Rome, Italy – 28 Aug 2016: Heart failure patients have a 2% increased risk of dying with each admission to NHS hospitals, according to research presented at ESC Congress 2016 today.1 The 15 year study in more than 450 000 patients from the ACALM Study Unit, Birmingham, UK included 13 416 patients with heart failure.
“Heart failure accounts for over one million inpatient bed days, 2% of National Health Service (NHS) in-hospital work load and 5% of all emergency medical admissions to hospital in the UK,” said lead author Dr Rahul Potluri, founder of the ACALM (Algorithm for Comorbidities, Associations, Length of stay and Mortality) Study Unit.
Worryingly, hospital admissions for patients with heart failure are projected to rise by 50% over the next 25 years. In Europe, previous studies have indicated that more than a quarter of patients with heart failure have been readmitted to hospital as soon as three months after previous discharge and more than 10% of them died.

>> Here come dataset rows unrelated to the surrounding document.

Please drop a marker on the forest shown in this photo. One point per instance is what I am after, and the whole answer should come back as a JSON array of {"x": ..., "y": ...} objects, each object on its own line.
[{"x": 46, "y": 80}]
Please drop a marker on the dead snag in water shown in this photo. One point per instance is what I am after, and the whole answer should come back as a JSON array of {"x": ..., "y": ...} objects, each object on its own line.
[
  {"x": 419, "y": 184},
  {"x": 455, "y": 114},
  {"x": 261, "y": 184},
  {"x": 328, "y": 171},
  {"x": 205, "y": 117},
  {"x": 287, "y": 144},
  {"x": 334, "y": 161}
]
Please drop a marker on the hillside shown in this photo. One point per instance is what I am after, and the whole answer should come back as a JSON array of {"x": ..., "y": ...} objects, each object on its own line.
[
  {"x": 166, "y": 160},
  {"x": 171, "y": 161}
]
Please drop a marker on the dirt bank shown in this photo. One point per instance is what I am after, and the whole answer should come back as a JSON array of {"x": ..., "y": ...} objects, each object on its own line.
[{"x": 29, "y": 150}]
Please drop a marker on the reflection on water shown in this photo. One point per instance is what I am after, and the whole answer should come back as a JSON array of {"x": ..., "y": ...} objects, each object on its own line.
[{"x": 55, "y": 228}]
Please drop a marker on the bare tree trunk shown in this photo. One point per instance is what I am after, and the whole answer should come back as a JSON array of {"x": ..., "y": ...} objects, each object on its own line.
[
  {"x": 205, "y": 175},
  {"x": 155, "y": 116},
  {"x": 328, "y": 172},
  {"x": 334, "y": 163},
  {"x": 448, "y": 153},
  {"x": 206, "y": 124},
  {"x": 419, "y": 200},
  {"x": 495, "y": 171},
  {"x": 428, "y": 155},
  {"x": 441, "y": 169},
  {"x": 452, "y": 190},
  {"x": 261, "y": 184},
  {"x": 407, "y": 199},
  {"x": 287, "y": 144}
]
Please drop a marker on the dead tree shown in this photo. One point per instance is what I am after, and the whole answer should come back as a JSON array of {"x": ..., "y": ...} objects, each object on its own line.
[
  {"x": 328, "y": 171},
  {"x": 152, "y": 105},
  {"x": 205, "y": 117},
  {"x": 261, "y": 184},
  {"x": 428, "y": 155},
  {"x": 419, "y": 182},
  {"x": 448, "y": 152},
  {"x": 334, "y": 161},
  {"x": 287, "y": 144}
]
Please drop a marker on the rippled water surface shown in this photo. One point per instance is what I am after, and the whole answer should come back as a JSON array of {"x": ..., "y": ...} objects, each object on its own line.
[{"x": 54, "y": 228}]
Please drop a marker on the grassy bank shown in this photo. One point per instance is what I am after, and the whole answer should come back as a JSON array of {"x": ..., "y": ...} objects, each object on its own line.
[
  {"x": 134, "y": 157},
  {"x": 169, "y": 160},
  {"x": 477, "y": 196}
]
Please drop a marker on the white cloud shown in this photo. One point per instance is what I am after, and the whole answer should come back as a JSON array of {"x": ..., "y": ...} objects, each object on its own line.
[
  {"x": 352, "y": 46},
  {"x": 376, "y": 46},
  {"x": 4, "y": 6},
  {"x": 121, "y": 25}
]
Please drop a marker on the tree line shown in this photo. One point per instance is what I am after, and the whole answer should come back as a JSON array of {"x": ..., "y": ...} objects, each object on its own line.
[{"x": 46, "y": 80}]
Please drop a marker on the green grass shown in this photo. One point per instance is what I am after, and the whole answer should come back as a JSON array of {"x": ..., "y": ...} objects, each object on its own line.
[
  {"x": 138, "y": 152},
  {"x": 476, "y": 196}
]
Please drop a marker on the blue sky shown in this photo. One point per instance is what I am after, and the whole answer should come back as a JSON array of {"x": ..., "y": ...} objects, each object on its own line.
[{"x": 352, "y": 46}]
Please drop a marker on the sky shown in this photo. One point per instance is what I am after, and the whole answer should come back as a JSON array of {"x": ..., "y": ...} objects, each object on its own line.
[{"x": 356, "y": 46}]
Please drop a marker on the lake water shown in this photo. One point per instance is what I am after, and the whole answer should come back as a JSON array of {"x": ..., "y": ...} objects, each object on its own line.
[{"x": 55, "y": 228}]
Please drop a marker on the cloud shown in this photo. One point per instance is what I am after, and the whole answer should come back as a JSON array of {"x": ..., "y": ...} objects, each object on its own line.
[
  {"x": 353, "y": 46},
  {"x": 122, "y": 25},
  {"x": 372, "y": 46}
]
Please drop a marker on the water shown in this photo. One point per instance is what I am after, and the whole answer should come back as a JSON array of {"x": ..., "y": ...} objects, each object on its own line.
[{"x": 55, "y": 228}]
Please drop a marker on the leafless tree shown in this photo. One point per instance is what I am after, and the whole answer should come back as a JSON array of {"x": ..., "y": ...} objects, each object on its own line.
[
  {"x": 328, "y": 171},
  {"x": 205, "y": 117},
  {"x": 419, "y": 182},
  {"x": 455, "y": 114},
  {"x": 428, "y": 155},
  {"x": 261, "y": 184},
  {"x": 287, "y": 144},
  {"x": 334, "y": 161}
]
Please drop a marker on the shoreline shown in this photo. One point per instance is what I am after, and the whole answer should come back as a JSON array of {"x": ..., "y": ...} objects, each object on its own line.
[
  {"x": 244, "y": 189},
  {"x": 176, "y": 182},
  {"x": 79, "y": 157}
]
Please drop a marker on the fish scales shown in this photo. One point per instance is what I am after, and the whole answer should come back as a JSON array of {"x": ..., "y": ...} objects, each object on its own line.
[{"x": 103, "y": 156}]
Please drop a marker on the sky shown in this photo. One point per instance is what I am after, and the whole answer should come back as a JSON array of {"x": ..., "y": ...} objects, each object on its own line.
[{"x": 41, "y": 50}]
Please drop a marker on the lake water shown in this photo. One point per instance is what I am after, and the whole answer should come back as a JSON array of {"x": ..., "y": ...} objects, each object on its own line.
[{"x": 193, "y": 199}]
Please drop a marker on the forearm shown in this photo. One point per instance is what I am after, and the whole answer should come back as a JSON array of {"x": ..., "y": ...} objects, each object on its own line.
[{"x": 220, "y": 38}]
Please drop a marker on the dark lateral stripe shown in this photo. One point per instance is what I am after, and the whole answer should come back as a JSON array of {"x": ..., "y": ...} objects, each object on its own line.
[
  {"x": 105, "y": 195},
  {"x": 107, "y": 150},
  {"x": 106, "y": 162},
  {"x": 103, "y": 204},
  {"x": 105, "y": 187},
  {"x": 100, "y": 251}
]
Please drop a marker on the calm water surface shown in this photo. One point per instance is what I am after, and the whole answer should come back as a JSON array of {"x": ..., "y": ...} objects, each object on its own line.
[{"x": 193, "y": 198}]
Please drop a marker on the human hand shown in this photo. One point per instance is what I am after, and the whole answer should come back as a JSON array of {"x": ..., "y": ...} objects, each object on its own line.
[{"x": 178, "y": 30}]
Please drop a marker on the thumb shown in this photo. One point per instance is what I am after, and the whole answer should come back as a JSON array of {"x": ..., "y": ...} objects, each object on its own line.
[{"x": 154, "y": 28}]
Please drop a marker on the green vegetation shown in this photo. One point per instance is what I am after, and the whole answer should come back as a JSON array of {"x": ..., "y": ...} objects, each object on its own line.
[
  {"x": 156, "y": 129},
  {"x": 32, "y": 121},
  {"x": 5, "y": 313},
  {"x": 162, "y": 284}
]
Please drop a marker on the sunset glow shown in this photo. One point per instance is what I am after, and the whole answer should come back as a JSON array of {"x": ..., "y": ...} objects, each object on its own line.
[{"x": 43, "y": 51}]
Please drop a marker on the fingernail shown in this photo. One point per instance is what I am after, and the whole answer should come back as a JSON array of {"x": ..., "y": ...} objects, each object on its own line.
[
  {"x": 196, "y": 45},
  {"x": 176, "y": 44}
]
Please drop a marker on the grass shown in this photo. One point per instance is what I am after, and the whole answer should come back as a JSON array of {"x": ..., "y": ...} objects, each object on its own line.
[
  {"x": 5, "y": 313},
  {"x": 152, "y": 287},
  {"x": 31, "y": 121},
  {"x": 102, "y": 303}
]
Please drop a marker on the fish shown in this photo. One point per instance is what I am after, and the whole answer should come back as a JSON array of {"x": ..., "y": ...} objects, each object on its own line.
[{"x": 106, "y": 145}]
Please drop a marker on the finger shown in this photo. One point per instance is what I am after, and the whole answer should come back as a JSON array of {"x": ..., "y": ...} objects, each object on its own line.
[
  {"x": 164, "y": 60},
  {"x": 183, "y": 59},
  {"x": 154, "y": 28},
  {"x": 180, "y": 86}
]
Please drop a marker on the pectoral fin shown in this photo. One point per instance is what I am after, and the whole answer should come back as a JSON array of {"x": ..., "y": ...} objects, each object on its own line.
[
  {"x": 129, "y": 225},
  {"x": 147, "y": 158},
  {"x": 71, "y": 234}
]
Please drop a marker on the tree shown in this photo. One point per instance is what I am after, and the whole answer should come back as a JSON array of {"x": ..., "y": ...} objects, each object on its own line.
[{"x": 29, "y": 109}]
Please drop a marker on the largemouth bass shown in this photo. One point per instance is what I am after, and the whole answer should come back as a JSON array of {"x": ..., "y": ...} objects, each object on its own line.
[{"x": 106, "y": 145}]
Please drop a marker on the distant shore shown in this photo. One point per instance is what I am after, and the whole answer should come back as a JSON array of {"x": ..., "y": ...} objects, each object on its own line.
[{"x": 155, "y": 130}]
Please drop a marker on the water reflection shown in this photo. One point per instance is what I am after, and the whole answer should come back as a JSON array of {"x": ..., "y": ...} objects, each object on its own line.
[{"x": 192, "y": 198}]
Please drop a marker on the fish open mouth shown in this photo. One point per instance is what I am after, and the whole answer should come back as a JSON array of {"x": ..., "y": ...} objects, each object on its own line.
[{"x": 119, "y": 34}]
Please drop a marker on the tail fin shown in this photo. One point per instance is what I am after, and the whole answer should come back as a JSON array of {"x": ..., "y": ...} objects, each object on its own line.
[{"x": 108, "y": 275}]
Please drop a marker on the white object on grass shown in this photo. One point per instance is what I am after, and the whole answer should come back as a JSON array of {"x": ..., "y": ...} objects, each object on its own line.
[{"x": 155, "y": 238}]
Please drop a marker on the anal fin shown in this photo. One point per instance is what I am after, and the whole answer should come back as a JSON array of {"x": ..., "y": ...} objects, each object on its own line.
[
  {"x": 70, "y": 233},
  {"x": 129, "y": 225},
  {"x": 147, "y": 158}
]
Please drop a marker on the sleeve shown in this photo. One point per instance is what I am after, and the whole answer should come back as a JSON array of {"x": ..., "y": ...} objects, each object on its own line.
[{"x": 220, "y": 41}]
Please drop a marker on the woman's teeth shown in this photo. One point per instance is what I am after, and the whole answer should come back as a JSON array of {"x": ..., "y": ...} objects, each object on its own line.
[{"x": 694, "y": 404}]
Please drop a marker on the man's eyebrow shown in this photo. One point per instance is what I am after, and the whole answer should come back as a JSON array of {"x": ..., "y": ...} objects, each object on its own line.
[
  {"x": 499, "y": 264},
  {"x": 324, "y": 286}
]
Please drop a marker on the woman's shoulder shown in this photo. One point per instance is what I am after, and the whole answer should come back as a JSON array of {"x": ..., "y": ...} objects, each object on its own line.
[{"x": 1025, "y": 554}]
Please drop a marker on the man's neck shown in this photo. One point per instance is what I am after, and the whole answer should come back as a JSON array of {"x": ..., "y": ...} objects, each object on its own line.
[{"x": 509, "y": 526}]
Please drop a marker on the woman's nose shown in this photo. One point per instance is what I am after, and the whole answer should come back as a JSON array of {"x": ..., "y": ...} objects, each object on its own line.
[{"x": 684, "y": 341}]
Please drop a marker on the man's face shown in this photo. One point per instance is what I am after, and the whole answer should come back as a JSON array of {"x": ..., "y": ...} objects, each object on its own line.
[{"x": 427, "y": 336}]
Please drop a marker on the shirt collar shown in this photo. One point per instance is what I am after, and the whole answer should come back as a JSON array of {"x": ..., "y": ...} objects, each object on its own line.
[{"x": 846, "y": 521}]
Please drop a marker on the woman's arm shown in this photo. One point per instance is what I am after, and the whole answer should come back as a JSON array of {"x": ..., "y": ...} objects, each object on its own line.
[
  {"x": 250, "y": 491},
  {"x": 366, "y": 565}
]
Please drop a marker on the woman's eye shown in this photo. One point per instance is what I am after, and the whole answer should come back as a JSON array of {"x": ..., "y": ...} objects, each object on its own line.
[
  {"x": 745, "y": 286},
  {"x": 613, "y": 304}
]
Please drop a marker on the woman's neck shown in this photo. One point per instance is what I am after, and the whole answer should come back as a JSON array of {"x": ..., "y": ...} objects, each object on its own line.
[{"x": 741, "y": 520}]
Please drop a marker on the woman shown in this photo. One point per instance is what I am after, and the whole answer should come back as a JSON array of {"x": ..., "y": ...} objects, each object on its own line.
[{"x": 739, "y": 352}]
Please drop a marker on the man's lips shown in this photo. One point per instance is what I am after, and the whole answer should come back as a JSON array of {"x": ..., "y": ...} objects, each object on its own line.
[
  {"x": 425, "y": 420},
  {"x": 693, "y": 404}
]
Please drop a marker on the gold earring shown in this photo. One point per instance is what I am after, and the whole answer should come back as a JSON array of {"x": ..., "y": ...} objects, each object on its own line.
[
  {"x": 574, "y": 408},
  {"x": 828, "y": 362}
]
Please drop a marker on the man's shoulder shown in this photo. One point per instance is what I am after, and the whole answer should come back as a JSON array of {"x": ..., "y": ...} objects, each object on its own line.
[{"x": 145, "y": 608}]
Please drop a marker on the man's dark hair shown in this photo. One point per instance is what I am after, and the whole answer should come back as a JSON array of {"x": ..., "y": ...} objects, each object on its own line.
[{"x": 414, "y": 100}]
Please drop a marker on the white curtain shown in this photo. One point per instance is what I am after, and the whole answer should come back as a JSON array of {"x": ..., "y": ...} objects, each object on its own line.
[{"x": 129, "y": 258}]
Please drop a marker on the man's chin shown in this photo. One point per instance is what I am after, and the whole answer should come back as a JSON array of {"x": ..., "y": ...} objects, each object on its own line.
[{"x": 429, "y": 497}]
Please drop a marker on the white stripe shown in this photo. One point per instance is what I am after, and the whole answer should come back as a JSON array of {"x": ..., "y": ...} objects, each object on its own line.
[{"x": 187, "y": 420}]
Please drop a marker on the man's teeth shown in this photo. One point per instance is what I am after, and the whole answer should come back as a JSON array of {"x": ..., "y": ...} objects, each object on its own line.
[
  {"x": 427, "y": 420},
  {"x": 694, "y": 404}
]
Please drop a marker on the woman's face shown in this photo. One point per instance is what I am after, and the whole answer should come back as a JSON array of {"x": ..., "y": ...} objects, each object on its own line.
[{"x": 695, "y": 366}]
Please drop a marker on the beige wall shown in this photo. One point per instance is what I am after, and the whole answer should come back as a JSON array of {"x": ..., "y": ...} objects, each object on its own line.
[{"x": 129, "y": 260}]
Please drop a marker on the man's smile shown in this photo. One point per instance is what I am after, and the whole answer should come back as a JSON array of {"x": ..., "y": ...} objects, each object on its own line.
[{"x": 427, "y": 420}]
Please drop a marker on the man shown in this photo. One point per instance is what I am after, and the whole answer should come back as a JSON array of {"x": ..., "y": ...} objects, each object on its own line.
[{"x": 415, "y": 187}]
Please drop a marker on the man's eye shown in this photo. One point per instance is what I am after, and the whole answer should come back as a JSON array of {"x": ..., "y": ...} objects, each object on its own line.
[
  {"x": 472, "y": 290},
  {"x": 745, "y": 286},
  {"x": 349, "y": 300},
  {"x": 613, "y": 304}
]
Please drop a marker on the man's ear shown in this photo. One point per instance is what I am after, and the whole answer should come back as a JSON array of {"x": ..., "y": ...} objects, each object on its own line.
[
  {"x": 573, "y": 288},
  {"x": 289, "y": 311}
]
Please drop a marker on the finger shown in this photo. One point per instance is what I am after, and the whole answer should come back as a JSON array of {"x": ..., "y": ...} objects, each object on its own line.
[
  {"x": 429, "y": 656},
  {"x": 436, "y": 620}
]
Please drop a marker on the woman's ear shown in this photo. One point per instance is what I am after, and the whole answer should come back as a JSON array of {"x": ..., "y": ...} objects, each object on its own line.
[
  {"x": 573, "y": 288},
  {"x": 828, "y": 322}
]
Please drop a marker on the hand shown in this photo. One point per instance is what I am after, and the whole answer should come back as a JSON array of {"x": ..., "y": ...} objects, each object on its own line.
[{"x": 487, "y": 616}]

The current study included 457 233 patients above the age of 18 years who had been admitted to hospitals in the West Midlands, UK, from 2000 to 2014. Of these, 13 416 patients had been diagnosed with heart failure. For each patient, the investigators calculated the number of readmissions to hospital within five years and recorded if they had died during that period.
The research showed that each hospital admission was associated with a 2% increased risk of death. Heart failure patients who had 4 to 7 admissions to hospital over the study period had an almost 20% increased risk of dying compared to those with 1 to 3 admissions to hospital.
“We have a triple whammy because heart failure is increasing, hospitalisation is increasing and this study shows that the risk of heart failure patients dying with each admission is higher by 2%,” said Dr Potluri. “The findings reflect the fact that heart failure is a progressive disease and should be a challenge to physicians to improve care even more.”
He continued: “Every effort should be made to start and/or optimise heart failure medications before patients leave hospital and ensure other interventions such as multidisciplinary community support are available for heart failure patients to reduce the risk of admission to hospital.”
Dr Paul Carter, co-author, said: “We need to diagnose heart failure patients efficiently and ensure that they are taking appropriate heart failure medications prior to discharge from hospital so that we minimise the chances of readmission as much as possible. At the moment, there is significant variation in how well this is done across hospitals in spite of numerous clinical guidelines.”